Advanced SQUID-on-lever scanning probe for high-sensitivity magnetic microscopy with sub-100-nm spatial resolution

Superconducting quantum interference devices (SQUIDs) are exceptionally sensitive magnetometers, capable of detecting weak magnetic fields. Miniaturizing these devices and integrating them onto scanning probes enables high-resolution imaging at low temperatures. Here, we fabricate nanometer-scale niobium SQUIDs with inner-loop sizes down to 10nm at the apex of individual planar silicon cantilevers via a combination of wafer-scale optical lithography and focused ion beam (FIB) milling.
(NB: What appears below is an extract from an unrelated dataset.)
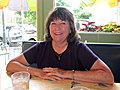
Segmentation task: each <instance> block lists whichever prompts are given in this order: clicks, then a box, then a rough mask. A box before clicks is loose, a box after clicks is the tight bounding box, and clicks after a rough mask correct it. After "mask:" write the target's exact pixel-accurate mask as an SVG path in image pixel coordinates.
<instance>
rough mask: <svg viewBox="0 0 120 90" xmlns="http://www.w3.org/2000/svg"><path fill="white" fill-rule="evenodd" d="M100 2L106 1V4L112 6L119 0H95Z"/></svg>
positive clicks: (97, 2) (116, 4)
mask: <svg viewBox="0 0 120 90" xmlns="http://www.w3.org/2000/svg"><path fill="white" fill-rule="evenodd" d="M101 2H107V3H108V5H109V6H110V7H111V8H113V7H115V6H117V3H118V2H120V0H96V2H95V4H98V3H101Z"/></svg>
These robust SQUID-on-lever probes overcome many of the limitations of existing devices, achieving spatial resolution better than 100 nm, magnetic flux sensitivity of 0.3 μφ0/Hz, and operation in magnetic fields up to about 0.5 T at 4.2 K. Nanopatterning via Ne- or He-FIB milling allows for the incorporation of a modulation line for coupling magnetic flux into the SQUID or a third Josephson junction, for shifting its phase. Such advanced functionality, combined with high spatial resolution, large magnetic field range, and the ease of use of a cantilever-based scanning probe, extends the applicability of scanning SQUID microscopy to a wide range of magnetic, normally conducting, superconducting, and quantum Hall systems. We demonstrate magnetic imaging of skyrmions at the surface of bulk Cu2OSeO3. Analysis of the point spread function determined from imaging a single skyrmion yields a full width at half maximum of 71 nm. Moreover, we image modulated magnetization patterns with a period of 65 nm.